If I could use one word to sum up our learning experience today it would be, TPACK. Our focus centered around the technological, pedagogical, and content knowledge framework. As mentioned previously in a blog post, it is where these three ideas overlap that the conditions are right for dynamic learning to take place. These three knowledge bases cannot be thought of in isolation; rather they must be interwoven to create purposeful lessons (Mishra & Koehler, 2009). It has long been a standard in education that content and pedagogy are integral and now that idea is expanding to include technology. “Rapid changes in technology have added a new kind of knowledge that educators have to integrate with pedagogical and content knowledge” (Mishra & Koehler, 2009). It is through this TPACK lens that I will analyze my lesson plan version 1.0.
When looking at my sixth grade lesson plan about parallel lines cut by a transversal and the angles that are formed, it is evident what the content is. Students at this grade level need to understand angle relationships and the congruencies that are implied by these different relationships. The context of this lesson falls within the geometry unit that I teach to students in my accelerated math class. These children have a strong mathematical knowledge foundation and in order to excel in this lesson they must have prior knowledge about what an angle is, how an angle is formed, what the word congruent means, and that all angles have a degree measure. In this lesson 1.0, I then build on these concepts.
Referring back to my lesson plan version 1.0 and taking a look at it from a pedagogical standpoint, it is very apparent that I use a lot of direct instruction while also always questioning the students to see if they can come to the correct conclusion first, before I explicitly tell them the correct answer. I begin the lesson with a hook to grab my students’ attention as well as use discussion, real world examples, and individual work to assess my students’ learning. My lesson plan is clear, organized, and through the instructional sequence, it is evident that my two objectives are met.
In this lesson, I use very little technology but am excited to revamp it at some point in the near future. The hook in my lesson is a youtube video showing a gymnast on the parallel bars. In order to show a video, I will need the computer, projector and SMART Board. Students are also using various colors of pencils (while definitely older technology, we still need them).
Where is the overlap?
The ultimate goal of TPACK is to have these three domains overlap. I do have some interaction in this lesson. The showing of the youtube video is one example where content, pedagogical and technological knowledge interact. Pedagogy tells me I need a way to hook my learners, technology allows me to do that through the use of a video that represents the content by giving a visual representation of parallel lines. Pedagogical and content knowledge overlap when I have the students draw their own example of parallel lines and a transversal in their notebook and show the angle relationships in different colored pencils. Drawing their pictures and owning the material in their notebook, allows for a better transfer of content knowledge. As a teacher, I need to have the knowledge of parallel lines and transversals, as well as understand the common misconceptions that students often have so that I can correct their misunderstandings and they can build upon accurate knowledge. My ability to relate parallel lines to real world contexts (such as railroad tracks, lines on a football field etc.) will also be necessary. These are two other ways pedagogy and content interact.

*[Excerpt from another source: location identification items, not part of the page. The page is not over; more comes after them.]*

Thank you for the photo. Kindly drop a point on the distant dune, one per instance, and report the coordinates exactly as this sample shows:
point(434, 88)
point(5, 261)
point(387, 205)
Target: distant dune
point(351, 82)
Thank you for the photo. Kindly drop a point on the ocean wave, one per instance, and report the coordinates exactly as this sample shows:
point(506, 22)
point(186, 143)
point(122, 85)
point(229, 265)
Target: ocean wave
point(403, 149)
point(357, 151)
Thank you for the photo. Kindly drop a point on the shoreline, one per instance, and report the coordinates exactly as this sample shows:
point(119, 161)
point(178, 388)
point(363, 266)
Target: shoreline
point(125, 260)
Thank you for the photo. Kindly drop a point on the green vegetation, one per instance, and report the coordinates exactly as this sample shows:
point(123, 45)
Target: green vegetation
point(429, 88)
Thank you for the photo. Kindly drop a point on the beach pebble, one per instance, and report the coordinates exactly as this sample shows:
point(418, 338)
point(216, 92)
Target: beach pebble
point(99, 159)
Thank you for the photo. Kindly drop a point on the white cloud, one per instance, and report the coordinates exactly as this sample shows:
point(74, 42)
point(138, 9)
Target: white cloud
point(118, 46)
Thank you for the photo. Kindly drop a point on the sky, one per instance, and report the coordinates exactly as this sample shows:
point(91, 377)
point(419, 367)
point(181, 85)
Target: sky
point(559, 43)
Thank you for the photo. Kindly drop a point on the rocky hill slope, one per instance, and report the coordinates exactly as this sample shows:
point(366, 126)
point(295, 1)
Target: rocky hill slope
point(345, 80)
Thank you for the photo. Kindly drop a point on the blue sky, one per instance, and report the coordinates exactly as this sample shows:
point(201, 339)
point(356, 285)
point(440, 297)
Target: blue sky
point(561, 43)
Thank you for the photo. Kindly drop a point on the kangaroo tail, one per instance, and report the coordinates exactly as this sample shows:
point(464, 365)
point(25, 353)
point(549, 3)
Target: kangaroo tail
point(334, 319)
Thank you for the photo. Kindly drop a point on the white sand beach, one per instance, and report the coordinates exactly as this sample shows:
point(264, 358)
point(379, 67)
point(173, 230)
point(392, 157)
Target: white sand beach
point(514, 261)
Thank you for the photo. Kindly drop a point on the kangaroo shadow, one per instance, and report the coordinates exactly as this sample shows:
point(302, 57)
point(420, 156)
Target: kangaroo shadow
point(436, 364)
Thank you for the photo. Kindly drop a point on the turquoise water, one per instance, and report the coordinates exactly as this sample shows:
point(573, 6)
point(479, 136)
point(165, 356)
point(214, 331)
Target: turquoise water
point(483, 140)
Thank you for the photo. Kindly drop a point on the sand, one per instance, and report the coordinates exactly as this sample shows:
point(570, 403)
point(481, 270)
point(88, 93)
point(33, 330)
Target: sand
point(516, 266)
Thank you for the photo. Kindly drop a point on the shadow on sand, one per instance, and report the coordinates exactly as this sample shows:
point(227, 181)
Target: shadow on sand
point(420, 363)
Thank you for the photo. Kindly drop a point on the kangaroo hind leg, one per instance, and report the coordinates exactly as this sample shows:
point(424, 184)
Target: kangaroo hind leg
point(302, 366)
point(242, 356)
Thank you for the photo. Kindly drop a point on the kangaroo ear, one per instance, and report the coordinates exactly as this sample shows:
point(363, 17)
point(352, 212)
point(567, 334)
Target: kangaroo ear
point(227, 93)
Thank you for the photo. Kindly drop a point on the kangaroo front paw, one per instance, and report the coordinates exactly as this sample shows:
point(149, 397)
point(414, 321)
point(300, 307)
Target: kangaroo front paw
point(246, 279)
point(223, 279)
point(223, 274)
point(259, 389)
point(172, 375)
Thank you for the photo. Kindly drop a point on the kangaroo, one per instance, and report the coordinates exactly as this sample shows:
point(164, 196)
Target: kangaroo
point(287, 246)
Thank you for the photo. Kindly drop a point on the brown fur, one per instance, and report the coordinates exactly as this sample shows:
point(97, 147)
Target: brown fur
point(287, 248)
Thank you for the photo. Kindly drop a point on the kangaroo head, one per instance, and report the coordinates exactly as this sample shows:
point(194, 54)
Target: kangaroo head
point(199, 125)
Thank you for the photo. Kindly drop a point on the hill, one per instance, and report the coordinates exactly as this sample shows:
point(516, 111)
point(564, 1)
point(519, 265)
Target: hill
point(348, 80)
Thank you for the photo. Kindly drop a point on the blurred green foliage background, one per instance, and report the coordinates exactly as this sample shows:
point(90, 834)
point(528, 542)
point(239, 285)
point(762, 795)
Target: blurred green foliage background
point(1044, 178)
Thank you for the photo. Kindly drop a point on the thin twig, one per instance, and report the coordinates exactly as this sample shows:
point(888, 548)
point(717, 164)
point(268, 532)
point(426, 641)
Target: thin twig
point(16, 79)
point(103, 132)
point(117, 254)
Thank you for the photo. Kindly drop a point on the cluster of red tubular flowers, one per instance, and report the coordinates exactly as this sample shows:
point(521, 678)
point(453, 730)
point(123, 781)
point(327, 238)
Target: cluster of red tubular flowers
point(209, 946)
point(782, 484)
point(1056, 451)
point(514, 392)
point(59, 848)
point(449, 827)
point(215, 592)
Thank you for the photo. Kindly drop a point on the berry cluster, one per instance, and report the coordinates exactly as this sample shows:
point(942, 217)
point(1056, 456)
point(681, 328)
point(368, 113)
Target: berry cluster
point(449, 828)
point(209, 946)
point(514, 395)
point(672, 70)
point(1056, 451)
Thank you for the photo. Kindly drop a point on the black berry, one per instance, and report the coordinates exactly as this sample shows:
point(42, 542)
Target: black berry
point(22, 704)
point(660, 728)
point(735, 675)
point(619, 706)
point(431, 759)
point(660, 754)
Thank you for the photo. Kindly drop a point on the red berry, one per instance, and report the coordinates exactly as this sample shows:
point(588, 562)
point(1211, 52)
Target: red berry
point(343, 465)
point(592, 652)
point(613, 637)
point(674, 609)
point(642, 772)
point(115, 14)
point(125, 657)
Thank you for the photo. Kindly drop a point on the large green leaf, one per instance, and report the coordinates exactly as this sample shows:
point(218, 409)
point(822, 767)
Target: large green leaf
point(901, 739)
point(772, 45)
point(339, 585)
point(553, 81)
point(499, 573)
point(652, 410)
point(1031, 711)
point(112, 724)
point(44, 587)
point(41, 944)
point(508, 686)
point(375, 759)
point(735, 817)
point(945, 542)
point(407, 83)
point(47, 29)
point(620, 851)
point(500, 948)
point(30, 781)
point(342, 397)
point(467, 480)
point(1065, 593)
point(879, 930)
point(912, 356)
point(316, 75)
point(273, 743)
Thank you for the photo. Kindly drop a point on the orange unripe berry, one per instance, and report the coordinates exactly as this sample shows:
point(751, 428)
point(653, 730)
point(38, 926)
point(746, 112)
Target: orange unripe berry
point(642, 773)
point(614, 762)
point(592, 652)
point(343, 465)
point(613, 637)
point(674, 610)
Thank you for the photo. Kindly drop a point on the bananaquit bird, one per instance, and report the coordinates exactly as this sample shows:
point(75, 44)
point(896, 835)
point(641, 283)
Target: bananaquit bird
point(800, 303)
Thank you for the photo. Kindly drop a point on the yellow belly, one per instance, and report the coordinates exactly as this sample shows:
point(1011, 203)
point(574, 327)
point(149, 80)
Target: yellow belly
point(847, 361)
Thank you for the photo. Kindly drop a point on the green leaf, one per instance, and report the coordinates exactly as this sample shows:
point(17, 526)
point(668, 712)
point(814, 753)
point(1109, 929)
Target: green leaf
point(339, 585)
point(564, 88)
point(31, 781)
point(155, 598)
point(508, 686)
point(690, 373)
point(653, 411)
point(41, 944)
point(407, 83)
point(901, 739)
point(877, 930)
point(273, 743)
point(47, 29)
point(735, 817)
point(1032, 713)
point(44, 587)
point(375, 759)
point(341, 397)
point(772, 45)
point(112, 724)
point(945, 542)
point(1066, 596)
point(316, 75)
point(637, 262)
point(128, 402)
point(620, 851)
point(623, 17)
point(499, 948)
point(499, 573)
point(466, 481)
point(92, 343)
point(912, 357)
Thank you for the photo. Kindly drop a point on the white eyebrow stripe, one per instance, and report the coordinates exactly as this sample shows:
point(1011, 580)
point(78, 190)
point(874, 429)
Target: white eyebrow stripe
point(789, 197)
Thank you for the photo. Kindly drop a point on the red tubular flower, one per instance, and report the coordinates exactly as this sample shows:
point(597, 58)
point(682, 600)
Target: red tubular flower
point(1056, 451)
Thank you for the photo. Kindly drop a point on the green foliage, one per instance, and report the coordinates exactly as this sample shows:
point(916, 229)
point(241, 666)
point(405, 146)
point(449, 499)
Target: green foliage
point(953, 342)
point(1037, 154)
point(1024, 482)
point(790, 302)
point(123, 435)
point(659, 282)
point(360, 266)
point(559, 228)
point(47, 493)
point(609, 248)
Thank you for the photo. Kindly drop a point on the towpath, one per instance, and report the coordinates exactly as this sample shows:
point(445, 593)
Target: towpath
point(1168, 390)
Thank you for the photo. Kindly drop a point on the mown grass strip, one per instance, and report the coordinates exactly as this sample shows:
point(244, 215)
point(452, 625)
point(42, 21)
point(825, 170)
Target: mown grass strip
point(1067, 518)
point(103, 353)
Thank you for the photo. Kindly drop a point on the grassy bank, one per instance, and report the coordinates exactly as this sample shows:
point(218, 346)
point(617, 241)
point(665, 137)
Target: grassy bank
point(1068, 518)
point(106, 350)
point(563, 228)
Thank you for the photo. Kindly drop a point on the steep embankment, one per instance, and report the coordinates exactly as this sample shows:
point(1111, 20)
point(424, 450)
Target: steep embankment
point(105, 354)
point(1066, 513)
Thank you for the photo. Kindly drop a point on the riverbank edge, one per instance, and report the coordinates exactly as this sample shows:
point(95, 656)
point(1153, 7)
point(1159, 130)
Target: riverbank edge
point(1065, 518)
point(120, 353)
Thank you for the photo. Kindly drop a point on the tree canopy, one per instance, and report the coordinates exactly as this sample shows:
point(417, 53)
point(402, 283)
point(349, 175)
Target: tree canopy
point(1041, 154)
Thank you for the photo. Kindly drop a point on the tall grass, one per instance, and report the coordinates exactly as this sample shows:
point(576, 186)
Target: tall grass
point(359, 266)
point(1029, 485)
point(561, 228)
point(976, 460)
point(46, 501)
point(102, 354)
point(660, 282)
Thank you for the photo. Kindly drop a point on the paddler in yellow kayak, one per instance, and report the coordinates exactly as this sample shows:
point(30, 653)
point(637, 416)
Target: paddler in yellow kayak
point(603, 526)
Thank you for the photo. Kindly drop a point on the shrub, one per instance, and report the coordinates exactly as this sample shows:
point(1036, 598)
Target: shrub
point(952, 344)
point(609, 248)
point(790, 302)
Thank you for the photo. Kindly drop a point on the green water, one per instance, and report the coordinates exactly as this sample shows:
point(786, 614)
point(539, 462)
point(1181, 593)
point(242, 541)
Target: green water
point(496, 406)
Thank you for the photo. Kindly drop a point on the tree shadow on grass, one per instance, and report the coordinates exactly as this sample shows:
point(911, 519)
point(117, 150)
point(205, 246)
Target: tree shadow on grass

Is there room for improvement?
When looking at this lesson as a whole, there is definite room for improvement after learning about the TPACK framework. I believe that the content is there, but the pedagogical and technological components could be enhanced. This will only happen if I start experimenting with the TPACK framework and deliberately practice it in my lesson planning (Mishra & Koehler, 2009). I look forward to continuing to revise this lesson and incorporate different frameworks so I can teach this topic most effectively.
Mishra, P. & Koehler. M. J. (2009). Too cool for school? No way! Using the TPACK framework: You can have your hot tools and teach with them, too.
Learning & Leading with Technology, 36(7), 14-18.